Accordingly, these awards should be deleted.[21]
However,
as regards the above mentioned award for refund to respondents of their
interest payments in excess of 17% per annum, the same should include legal interest. In Eastern
Shipping Lines, Inc. v. Court of Appeals,[22]
we have held that when an obligation is breached, and it consists in the payment
of a sum of money, the interest on the amount of damages shall be at the rate
of 12% per annum, reckoned from the time of the filing of the complaint.[23]
WHEREFORE, the petition is PARTIALLY GRANTED. The assailed Decision dated August 27, 2009
and the Resolution dated August 4, 2010 of the Court of Appeals in CA-G.R. CV
No. 86445 are AFFIRMED WITH
MODIFICATIONS, such that the
award for moral damages, exemplary damages, attorney’s fees, and litigation
expenses is DELETED, and the order
of refund in favor of respondents of interest payments made in excess of 17% per annum shall bear interest of 12% per annum from the time of the filing of
the complaint until its full satisfaction.
SO ORDERED.
ANTONIO
EDUARDO B. NACHURA
Associate
Justice
WE CONCUR:
ANTONIO T. CARPIO
Associate
Justice
Chairperson
DIOSDADO M. PERALTA Associate
Justice |
ROBERTO A. ABAD Associate
Justice |
JOSE CATRAL
Associate
Justice
A T T E S T A T I O N
I attest that the conclusions in the above Decision had
been reached in consultation before the case was assigned to the writer of the
opinion of the Court’s Division.
ANTONIO
T. CARPIO
Associate
Justice
Chairperson,
Second Division
C E R T I F I C A T I O N
Pursuant to Section 13, Article VIII of the Constitution
and the Division Chairperson's Attestation, I certify that the conclusions in
the above Decision had been reached in consultation before the case was
assigned to the writer of the opinion of the Court’s Division.
RENATO
C. CORONA
Chief
Justice
[1] Rollo, pp. 12-29.
[2] Penned by Associate Justice Priscilla J. Baltazar-Padilla, with Associate Justices Celia C. Librea-Leagogo and Normandie B. Pizarro, concurring; id. at 30-52.
[3]
[4] Cited in the CA Decision dated August 27, 2009; id. at 32.
[5] Letters dated April 6, 1998, April 30, 1998, September 3, 1998, and July 23, 1999; id. at 60-63.
[6]
[7] Petition for Review on Certiorari; id. at 15.
[8] Cited in CA Decision dated August 27, 2009; id. at 30-31.
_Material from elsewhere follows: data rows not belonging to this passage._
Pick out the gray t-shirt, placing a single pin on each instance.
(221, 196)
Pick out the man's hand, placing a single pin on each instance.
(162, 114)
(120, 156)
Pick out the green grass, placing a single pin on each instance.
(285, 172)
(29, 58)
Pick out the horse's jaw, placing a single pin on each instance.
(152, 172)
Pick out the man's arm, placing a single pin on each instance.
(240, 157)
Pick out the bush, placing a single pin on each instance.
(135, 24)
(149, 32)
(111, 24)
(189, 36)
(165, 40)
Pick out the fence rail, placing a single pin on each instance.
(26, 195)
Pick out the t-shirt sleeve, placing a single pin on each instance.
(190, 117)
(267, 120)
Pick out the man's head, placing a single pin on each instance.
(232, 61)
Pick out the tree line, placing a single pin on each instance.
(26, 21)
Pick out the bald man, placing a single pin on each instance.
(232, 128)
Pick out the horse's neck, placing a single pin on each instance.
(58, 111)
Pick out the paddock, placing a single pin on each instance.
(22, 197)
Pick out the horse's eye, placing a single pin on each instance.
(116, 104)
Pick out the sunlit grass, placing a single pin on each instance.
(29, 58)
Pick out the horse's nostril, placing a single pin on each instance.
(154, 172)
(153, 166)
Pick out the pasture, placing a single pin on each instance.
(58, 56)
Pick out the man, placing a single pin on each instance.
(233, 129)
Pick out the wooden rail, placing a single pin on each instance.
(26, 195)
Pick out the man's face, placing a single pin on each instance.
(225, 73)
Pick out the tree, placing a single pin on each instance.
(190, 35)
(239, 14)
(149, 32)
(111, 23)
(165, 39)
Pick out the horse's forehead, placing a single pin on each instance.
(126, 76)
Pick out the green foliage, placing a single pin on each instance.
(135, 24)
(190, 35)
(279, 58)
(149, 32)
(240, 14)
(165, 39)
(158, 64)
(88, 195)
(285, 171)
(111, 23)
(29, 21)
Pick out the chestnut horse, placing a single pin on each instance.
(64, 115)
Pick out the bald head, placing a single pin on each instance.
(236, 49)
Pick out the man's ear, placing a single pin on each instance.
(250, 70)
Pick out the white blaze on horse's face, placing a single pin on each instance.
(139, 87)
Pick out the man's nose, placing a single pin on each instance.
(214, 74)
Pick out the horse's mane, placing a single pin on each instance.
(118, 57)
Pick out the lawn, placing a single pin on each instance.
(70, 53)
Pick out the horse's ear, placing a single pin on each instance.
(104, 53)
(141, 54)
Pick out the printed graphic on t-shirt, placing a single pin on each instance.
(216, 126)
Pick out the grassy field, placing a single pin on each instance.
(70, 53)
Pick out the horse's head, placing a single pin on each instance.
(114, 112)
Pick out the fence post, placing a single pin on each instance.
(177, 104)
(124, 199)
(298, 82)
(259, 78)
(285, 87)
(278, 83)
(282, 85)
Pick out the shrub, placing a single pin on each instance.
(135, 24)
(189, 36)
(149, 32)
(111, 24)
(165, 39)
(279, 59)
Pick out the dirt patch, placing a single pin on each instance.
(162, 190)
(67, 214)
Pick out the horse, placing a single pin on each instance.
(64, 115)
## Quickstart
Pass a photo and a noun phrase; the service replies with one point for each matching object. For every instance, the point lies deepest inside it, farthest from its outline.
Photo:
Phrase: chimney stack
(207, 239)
[9] Per the CA Decision dated August 27, 2009; id. at 35.
[10]
[11] Floirendo, Jr. v. Metropolitan Bank and Trust Company, G.R. No. 148325, September 3, 2007, 532 SCRA 43, 50; New Sampaguita Builders Construction, Inc. (NSBCI) v. Philippine National Bank, 479 Phil. 483, 497 (2004); Philippine National Bank v. Court of Appeals, G.R. No. 88880, April 30, 1991, 196 SCRA 536, 544-545.
[12] Supra note 1, at 19.
[13] Philippine National Bank v. Court of Appeals, 328 Phil. 54, 63 (1996); Philippine National Bank v. Court of Appeals, G.R. No. 107569, November 8, 1994, 238 SCRA 20, 26-27.
[14] Letter dated April 6, 1998; rollo, p. 60.
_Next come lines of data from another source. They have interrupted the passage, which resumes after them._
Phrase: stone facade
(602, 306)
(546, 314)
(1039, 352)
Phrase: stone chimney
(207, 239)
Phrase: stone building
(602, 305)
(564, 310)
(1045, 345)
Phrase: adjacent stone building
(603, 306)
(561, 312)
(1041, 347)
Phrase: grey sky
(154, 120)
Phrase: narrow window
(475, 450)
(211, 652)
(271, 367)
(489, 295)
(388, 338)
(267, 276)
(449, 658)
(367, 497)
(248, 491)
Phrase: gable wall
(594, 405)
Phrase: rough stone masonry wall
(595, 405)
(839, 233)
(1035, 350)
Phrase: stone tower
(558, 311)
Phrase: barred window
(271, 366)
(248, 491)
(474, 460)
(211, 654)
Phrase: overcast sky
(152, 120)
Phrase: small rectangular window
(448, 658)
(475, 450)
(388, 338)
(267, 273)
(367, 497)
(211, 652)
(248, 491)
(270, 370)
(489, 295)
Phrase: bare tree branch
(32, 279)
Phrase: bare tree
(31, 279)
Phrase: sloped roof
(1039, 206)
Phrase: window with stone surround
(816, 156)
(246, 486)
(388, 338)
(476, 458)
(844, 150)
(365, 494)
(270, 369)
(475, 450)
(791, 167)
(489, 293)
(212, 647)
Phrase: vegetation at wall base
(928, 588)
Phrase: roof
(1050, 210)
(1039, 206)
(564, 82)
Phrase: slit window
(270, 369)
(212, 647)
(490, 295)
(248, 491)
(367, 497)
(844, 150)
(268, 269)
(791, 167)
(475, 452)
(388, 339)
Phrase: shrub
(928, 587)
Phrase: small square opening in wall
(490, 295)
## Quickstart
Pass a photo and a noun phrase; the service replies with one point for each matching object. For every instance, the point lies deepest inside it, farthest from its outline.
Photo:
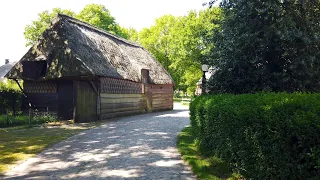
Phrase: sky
(16, 14)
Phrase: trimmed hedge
(262, 136)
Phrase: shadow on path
(137, 147)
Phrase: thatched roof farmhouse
(85, 73)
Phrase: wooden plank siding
(115, 105)
(41, 101)
(86, 102)
(120, 97)
(161, 96)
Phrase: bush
(262, 136)
(38, 118)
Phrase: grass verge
(211, 168)
(17, 144)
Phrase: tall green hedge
(262, 136)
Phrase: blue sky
(15, 15)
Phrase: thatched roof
(73, 48)
(4, 69)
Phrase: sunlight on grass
(20, 143)
(212, 168)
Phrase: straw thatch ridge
(73, 48)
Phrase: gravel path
(138, 147)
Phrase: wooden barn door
(65, 99)
(85, 102)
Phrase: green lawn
(20, 143)
(204, 167)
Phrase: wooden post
(30, 116)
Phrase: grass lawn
(204, 167)
(20, 143)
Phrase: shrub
(262, 136)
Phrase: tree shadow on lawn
(20, 143)
(137, 147)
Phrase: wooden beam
(94, 87)
(20, 87)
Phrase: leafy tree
(94, 14)
(267, 45)
(34, 31)
(99, 16)
(179, 44)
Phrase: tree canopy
(267, 45)
(95, 14)
(179, 44)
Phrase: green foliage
(97, 15)
(178, 43)
(267, 45)
(263, 136)
(34, 31)
(93, 14)
(11, 120)
(210, 168)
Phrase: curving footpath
(137, 147)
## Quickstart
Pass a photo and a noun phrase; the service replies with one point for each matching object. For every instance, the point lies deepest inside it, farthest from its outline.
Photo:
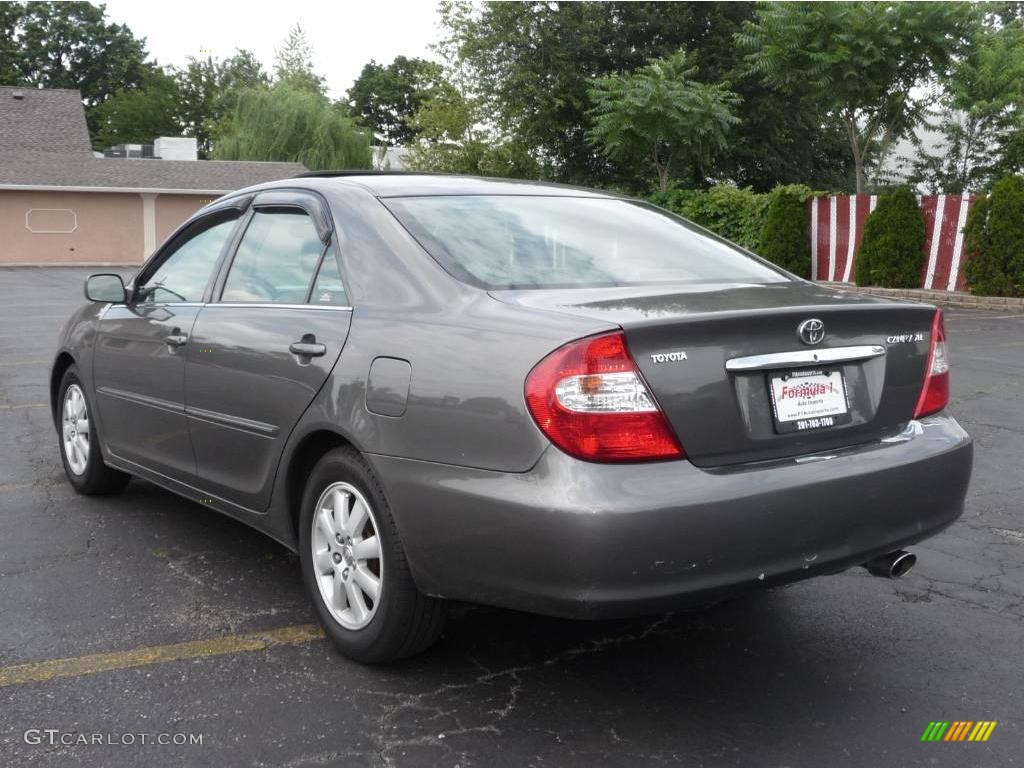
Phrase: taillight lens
(935, 391)
(589, 399)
[15] Letter dated April 30, 1998; id. at 61.
[16] Letter dated September 3, 1998; id. at 62.
[17] Letter dated July 23, 1999; id. at 63.
[18] Philippine National Bank v. Court of Appeals, supra note 12, at 25-26.
[19] 236 Phil. 370 (1987).
[20] Philippine National Bank v. Rocamora, G.R. No. 164549, September 18, 2009, 600 SCRA 395, 411-412; Pilipinas Shell Petroleum Corporation v. John Bordman, Ltd. of Iloilo, Inc., 509 Phil. 728, 751 (2005).
[21] Philippine National Bank v. Rocamora, supra, at 412.
[22] G.R. No. 97412, July 12, 1994, 234 SCRA 78.